Leading nuclear physicist, Prof Rajaraman, emeritus professor of theoretical physics at JNU and member of the International Panel on Fissile Materials also believes that, `Each country has to safeguard against cyberattacks. It is for this reason that the Chinese are developing their own software. Of course, for the present we have to go by what NPCIL is telling us, that the attack affected parts of the administrative systems which are separated from the reactor,’ said Dr Rajaraman.

Prof Saran cites the example of the Stuxnet (a malicious computer worm) attack known to have entered Iran’s Natanz uranium enrichment facility despite it being air gapped. This attack is reported to have been orchestrated by the US and Israel.

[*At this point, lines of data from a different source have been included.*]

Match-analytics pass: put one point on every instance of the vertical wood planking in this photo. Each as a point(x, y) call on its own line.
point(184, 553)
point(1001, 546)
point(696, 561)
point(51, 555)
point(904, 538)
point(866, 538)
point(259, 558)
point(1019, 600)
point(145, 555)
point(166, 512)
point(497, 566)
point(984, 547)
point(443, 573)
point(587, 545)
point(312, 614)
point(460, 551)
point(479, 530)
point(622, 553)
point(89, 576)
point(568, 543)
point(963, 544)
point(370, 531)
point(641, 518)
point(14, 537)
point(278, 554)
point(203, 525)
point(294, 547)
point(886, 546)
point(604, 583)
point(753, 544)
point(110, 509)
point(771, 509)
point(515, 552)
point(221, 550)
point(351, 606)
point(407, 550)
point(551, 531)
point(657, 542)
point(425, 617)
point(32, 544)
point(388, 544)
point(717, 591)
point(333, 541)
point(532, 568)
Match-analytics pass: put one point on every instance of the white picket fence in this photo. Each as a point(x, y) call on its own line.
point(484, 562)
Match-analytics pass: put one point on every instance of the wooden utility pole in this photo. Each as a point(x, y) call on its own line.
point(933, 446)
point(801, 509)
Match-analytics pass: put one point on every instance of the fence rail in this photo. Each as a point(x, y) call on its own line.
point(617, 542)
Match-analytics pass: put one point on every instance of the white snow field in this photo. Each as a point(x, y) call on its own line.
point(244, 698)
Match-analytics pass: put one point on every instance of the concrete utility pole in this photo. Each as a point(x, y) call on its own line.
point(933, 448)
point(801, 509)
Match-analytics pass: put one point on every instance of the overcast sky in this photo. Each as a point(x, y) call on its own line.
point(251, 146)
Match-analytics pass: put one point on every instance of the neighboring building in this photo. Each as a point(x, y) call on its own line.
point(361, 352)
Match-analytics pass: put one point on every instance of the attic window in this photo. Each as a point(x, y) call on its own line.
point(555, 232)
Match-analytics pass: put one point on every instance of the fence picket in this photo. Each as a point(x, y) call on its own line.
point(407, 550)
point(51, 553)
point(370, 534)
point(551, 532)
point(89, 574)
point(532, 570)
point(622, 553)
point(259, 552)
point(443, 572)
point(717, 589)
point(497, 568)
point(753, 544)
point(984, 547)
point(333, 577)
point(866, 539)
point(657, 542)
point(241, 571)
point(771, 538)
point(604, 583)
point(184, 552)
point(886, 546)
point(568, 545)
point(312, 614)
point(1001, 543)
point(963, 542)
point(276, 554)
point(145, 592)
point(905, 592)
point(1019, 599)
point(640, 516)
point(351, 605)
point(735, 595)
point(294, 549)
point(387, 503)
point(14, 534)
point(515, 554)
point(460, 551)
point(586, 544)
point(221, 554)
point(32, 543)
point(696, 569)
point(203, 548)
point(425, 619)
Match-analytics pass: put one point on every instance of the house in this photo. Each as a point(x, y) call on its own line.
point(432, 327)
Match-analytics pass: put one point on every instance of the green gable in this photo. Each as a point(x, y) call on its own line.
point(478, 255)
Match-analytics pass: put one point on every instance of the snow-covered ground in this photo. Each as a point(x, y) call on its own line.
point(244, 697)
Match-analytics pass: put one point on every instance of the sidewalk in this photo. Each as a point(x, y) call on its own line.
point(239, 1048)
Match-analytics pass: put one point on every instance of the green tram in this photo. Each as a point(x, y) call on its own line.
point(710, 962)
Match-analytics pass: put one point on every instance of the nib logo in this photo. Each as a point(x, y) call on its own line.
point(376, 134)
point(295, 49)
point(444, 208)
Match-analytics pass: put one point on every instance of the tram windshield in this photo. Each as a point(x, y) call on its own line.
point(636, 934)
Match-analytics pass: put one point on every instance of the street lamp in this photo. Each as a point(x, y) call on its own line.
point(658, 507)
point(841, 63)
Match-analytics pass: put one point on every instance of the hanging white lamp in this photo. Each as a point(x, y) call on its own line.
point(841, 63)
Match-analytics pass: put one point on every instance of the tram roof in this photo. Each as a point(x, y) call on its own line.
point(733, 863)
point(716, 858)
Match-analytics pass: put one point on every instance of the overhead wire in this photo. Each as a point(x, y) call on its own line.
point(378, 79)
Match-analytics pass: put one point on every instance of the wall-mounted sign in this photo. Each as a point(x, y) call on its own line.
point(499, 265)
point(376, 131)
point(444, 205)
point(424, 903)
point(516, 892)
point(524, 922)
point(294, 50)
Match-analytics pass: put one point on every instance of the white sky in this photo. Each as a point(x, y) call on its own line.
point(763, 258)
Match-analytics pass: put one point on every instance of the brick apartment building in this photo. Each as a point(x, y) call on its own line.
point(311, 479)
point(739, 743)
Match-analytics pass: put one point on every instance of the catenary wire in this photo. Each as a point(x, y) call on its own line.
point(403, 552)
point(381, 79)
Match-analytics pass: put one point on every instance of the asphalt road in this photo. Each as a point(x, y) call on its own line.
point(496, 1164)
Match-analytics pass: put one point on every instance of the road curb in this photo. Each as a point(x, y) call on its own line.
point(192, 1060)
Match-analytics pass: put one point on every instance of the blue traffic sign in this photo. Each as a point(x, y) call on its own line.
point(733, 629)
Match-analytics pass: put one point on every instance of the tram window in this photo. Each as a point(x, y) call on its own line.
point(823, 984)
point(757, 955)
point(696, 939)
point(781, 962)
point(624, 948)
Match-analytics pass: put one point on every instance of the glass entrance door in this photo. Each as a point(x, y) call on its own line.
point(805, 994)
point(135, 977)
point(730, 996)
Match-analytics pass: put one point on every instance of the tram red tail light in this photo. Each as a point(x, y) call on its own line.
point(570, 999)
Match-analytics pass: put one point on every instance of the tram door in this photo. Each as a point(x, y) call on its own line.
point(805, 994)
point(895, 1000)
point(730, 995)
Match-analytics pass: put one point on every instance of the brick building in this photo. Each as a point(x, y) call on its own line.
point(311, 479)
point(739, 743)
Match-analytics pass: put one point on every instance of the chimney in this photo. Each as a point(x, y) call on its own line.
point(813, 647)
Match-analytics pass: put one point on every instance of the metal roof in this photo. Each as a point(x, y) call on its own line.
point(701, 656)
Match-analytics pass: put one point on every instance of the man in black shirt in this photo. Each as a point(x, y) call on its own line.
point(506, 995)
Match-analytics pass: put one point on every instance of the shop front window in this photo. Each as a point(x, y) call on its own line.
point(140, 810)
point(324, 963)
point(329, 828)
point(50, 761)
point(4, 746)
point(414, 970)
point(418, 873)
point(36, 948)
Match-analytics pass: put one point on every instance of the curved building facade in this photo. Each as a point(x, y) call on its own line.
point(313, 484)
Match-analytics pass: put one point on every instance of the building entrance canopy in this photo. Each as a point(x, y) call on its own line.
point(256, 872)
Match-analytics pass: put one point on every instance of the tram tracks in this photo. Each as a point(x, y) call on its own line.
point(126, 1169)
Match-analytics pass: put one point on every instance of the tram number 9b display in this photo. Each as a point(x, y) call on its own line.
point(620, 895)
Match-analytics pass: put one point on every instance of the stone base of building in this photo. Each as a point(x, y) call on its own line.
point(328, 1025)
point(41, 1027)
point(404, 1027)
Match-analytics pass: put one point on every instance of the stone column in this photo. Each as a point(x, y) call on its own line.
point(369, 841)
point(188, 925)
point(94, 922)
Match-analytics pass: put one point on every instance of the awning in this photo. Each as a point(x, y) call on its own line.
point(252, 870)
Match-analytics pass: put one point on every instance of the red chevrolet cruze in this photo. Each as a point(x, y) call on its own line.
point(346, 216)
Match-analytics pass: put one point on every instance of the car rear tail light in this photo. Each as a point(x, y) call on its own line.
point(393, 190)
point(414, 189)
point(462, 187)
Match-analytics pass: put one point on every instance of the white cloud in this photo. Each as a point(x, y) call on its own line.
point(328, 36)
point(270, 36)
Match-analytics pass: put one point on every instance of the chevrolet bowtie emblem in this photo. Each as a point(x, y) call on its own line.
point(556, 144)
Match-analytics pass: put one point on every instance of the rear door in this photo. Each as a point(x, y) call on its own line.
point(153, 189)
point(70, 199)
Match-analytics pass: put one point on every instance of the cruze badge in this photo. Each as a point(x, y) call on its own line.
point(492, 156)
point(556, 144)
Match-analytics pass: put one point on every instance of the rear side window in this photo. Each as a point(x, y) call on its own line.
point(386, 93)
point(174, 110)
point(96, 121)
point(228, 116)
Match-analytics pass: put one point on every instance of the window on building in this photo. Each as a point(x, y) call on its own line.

News of the KKNPP hacking was broken by VirusTotal, which is a virus scanning website owned by Google’s parent company Alphabet. The company believes that a large amount of data was stolen in this heist.

Cyberattacks are known to take place against nuclear installations. There are 20 such recorded incidents having occurred amongst other countries in France and the US. Experts believe that increasing digitilisation could see an increase in such attacks.

This is not the first time that North Korean cyber attackers have targeted Indian institutions. ISRO’s National Remote Centre and the National Metallurgical Laboratory are known to have faced such attacks in the past.

India’s security managers need to develop much stronger safeguards to protect their strategic installations especially in the power sector.

These include nuclear power reactors given that nuclear plants are presently producing 9000 MW of power.

Nine more reactors are on the pipeline. These are being built at enormous financial costs. Allowing these power plants to get compromised will adversely affect our security and economic shield.